Letzter Wertungslauf am Sonntag
Am Sonntag startete um 11 Uhr der letzte Lauf der Saison. Aus Schweizer Sicht wurde es noch mal richtig Turbulent. Die amtierenden Europameister aus Wiesen im Toggenburg waren über eine Sekunde langsamer als im ersten Lauf und wurden im sehr eng beieinander liegenden Mittelfeld um zehn Plätze nach hinten gereicht. Besser machten es die Spyder aus Avers, mit der siebtbesten Laufzeit rückten sie vom elften auf den neunten Platz vor und das Team Toggenburg aus Alt St. Johann verbesserte sich gar um fünf Ränge auf Platz acht. Henau 1 konnte den guten ersten Lauf bestätigen und wurde als bestes Schweizer Team fünfte. Nun waren die Favoriten an der Reihe. Die Jungs des ASC Stange behielten die Nerven und fuhren mit 1.14.29 Streckenrekord, Platz zwei.  Tirol 2 klassierte sich mit der zweitschnellsten Zeit auf Rang eins und Tirol 1 fuhr auf Rang drei.
 
Europacup Gesamtwertung 2010
Gesamtsieger wurde der ASC Stange (ITA), Silber holte sich das Team Tirol 1 und Bronze ging an Tirol 2 (AUT). Beste Schweizer wurde der HSC Henau auf Rang sechs.
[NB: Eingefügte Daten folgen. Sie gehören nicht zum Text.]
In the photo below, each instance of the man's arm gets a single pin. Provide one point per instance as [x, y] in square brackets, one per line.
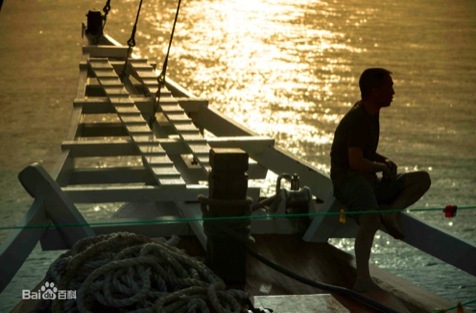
[357, 162]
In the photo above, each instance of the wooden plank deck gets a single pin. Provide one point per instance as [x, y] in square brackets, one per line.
[324, 263]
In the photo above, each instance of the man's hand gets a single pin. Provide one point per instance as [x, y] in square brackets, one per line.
[391, 173]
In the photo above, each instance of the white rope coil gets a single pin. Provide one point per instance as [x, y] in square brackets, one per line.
[134, 273]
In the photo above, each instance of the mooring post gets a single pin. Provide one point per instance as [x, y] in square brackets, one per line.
[229, 229]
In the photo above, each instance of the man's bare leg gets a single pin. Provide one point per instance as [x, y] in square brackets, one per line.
[416, 184]
[368, 226]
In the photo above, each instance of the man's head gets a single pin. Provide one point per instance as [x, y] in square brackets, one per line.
[376, 85]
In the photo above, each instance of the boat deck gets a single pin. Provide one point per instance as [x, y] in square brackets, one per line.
[317, 261]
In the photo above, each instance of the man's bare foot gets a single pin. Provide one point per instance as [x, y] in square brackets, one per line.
[393, 228]
[366, 285]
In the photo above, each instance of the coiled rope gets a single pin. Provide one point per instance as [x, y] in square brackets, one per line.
[134, 273]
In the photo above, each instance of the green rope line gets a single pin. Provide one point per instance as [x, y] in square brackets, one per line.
[228, 218]
[454, 307]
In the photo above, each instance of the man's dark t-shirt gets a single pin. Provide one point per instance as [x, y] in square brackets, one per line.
[357, 129]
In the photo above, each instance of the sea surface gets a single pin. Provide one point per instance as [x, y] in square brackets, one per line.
[289, 69]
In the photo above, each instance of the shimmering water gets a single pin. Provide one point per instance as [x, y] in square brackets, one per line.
[289, 69]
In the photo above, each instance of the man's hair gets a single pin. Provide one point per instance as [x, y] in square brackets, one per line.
[372, 78]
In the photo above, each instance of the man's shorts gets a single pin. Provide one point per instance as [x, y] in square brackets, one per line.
[360, 193]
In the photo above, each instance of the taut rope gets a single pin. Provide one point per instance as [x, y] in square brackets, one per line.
[161, 77]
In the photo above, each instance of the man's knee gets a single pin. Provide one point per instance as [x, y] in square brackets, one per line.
[420, 180]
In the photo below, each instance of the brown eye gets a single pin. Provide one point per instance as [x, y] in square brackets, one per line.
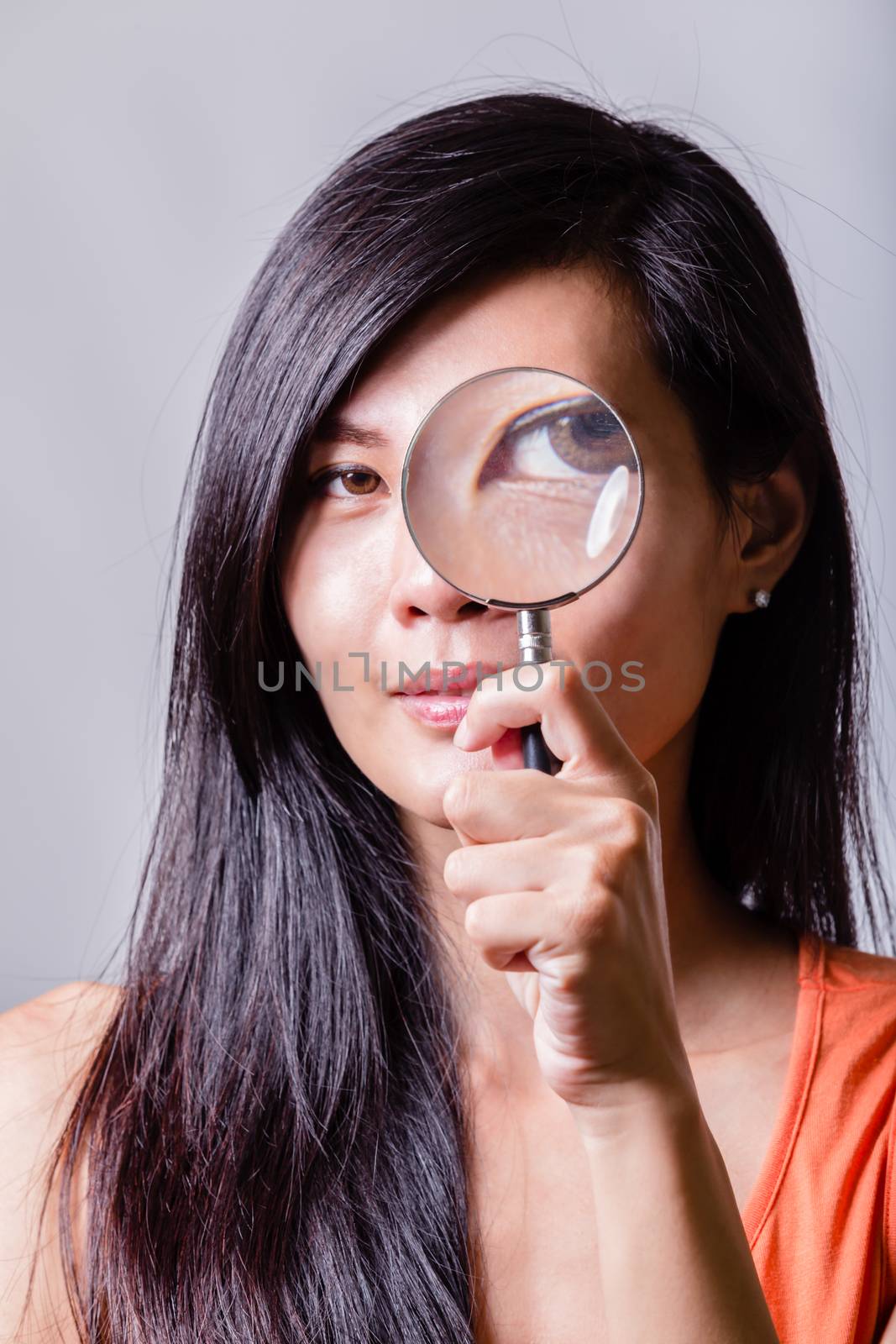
[355, 481]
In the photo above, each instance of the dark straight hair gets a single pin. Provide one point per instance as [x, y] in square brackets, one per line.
[275, 1121]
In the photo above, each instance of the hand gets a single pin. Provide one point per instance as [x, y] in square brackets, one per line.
[563, 878]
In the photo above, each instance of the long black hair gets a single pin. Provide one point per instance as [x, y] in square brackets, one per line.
[275, 1119]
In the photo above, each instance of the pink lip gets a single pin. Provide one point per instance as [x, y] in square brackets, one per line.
[452, 685]
[439, 711]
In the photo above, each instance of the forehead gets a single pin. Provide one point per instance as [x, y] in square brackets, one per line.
[564, 319]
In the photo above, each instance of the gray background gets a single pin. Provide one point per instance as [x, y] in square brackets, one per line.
[149, 156]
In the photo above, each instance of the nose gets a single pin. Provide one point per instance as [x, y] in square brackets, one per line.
[419, 593]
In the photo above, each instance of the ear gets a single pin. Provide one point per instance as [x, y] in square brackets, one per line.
[768, 524]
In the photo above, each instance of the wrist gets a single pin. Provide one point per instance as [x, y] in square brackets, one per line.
[636, 1110]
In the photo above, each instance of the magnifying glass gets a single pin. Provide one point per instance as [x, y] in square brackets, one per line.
[523, 488]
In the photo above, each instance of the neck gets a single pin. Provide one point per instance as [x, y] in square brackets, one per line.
[710, 932]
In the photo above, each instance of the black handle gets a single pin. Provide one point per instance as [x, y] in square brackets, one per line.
[535, 752]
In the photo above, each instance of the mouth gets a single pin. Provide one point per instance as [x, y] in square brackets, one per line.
[441, 696]
[448, 679]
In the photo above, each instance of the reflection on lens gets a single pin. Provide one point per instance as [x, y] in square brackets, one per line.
[607, 511]
[521, 486]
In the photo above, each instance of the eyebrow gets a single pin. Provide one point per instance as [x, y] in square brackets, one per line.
[338, 429]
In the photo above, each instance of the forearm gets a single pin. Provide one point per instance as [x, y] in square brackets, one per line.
[673, 1257]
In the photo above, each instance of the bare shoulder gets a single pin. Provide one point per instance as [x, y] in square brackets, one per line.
[45, 1048]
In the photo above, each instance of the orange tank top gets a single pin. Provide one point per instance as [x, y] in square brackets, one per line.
[821, 1221]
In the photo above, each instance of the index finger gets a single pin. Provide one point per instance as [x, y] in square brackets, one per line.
[574, 723]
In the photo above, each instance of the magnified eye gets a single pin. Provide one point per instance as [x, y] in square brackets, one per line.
[548, 444]
[356, 481]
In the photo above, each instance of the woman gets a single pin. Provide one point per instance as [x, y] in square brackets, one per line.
[417, 1045]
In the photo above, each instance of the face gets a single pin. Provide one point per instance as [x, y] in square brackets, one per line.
[355, 582]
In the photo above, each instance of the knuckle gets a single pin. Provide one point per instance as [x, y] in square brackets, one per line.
[589, 914]
[647, 793]
[453, 870]
[456, 799]
[474, 921]
[570, 974]
[631, 826]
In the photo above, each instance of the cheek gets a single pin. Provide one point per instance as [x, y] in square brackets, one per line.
[333, 589]
[656, 617]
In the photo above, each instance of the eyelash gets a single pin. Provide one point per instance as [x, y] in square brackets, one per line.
[332, 474]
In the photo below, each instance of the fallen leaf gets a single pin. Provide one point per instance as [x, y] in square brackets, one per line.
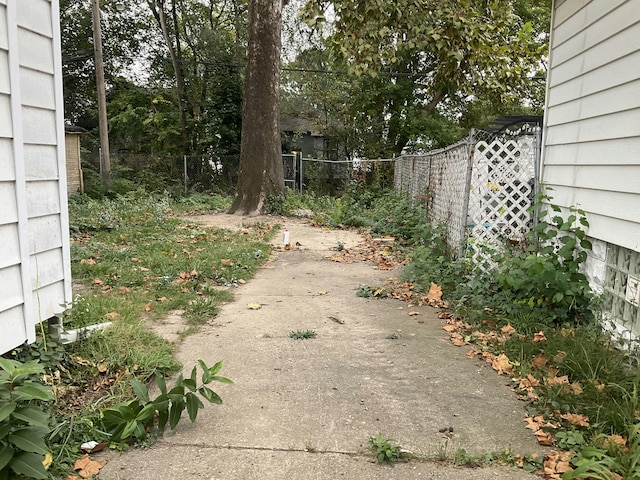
[618, 440]
[568, 332]
[457, 339]
[563, 380]
[435, 293]
[508, 330]
[576, 419]
[540, 361]
[559, 357]
[87, 468]
[544, 438]
[501, 364]
[539, 337]
[556, 463]
[575, 388]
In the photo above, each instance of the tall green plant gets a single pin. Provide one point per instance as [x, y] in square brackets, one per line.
[547, 274]
[24, 423]
[137, 418]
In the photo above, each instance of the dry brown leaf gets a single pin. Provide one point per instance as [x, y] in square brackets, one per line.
[87, 468]
[556, 463]
[435, 293]
[502, 365]
[508, 330]
[575, 388]
[618, 440]
[533, 423]
[563, 380]
[559, 357]
[457, 340]
[539, 337]
[540, 360]
[576, 419]
[544, 438]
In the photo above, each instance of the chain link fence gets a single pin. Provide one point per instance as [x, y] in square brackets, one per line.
[481, 188]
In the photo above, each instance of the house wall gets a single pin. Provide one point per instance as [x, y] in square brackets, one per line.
[591, 153]
[35, 277]
[592, 120]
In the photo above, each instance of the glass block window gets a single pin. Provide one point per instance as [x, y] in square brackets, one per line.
[622, 282]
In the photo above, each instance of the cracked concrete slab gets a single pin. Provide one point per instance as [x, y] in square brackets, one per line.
[304, 409]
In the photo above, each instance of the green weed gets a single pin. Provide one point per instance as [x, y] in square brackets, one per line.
[386, 449]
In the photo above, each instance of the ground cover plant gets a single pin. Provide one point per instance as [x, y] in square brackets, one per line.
[533, 318]
[134, 258]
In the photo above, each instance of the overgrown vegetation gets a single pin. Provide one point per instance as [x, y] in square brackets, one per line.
[133, 261]
[582, 390]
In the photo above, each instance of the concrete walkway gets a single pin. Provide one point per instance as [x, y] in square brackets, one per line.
[305, 409]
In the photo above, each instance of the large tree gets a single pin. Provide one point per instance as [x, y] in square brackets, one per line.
[261, 171]
[427, 62]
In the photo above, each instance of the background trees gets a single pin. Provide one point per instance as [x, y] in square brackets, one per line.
[375, 78]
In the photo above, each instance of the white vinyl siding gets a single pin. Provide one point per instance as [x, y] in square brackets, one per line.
[35, 277]
[591, 156]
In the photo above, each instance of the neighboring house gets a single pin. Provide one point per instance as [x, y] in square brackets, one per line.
[35, 273]
[591, 153]
[300, 136]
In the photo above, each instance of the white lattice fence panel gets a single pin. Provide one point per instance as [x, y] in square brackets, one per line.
[501, 192]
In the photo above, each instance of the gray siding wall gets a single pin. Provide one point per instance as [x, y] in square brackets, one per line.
[591, 155]
[35, 277]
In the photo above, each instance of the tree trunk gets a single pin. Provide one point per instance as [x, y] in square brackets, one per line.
[261, 169]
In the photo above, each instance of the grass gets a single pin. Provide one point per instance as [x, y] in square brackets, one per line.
[135, 258]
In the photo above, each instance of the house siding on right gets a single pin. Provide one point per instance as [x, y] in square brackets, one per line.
[591, 155]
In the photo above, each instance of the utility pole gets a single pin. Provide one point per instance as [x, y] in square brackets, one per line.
[105, 159]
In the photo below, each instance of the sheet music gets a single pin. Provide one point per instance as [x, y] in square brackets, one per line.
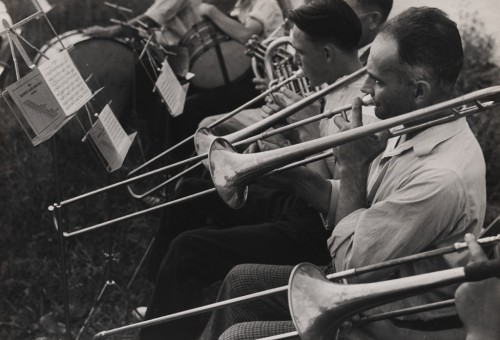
[66, 83]
[110, 138]
[171, 90]
[36, 102]
[44, 5]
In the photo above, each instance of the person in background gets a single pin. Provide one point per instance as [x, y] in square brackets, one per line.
[417, 194]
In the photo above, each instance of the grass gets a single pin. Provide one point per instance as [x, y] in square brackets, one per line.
[31, 301]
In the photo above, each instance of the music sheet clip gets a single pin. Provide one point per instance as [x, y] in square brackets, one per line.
[47, 97]
[171, 90]
[42, 5]
[110, 139]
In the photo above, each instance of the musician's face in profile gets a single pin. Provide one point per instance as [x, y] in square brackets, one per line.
[311, 57]
[390, 88]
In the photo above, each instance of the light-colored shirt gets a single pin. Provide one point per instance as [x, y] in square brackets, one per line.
[424, 193]
[177, 17]
[266, 12]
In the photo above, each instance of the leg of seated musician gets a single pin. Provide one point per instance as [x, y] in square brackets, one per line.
[203, 211]
[247, 279]
[258, 329]
[200, 257]
[375, 219]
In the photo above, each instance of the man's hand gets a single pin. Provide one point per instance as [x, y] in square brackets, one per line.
[478, 303]
[261, 84]
[206, 10]
[357, 154]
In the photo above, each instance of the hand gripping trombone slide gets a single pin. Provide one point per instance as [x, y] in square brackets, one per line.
[459, 246]
[237, 137]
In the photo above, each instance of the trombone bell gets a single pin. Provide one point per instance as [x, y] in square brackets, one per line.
[203, 137]
[224, 173]
[318, 306]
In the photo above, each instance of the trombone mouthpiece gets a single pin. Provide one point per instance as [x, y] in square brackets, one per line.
[368, 100]
[299, 73]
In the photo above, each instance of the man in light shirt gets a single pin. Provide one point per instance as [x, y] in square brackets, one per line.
[425, 190]
[275, 226]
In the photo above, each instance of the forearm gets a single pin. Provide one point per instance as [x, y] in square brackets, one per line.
[352, 192]
[313, 188]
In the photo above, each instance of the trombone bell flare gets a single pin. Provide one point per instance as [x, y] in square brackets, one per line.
[318, 306]
[234, 195]
[203, 137]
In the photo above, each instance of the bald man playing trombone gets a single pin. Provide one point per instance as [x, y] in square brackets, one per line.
[424, 190]
[275, 226]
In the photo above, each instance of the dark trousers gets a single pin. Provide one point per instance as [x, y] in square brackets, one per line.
[276, 228]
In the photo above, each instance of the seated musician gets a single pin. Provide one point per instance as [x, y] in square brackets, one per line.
[5, 54]
[176, 18]
[371, 14]
[275, 226]
[478, 303]
[425, 190]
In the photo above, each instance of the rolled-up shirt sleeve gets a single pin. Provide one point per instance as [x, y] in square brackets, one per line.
[428, 207]
[329, 218]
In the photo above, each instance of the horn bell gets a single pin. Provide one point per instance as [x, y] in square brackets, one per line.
[223, 160]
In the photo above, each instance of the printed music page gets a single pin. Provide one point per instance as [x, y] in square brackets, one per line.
[66, 83]
[37, 104]
[111, 140]
[171, 90]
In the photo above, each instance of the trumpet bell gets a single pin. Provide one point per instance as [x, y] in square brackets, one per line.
[224, 174]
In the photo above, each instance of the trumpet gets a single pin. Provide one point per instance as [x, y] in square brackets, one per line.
[204, 136]
[231, 172]
[236, 137]
[457, 247]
Die restlichen Schweizer Plazierungen: 7. Team Toggenburg, HSC Alt St. Johann, 8. Team Wiesen, SC Hulftegg, 13. Team Spyder Rider, HSG Avers, 16. Team Appenzeller, HSC Heiden, 17. Team Seppersleut, HSC Uri, 22. Ice Race Team, SC Hulftegg.
Bei den Damen gewannen die Eisfeger aus Avers vor den Österreicherinnen aus Vögelsberg. (Mangels Teilnehmerinnen konnte hier leider keine offizielle Wertung vorgenommen werden, dazu müssten Minimum drei Teams mitfahren.)
Siegerehrung im Festzelt
Nach dem Rennen wurden die Sportlerinnen und Sportler von den Offiziellen des Internationalen Rennrodelverbandes geehrt und bekamen die begehrten Pokale und Medaillen überreicht. Danach wurde noch einmal kräftig gefeiert, bevor man sich für diesen Winter dann das letzte Mal verabschiedete.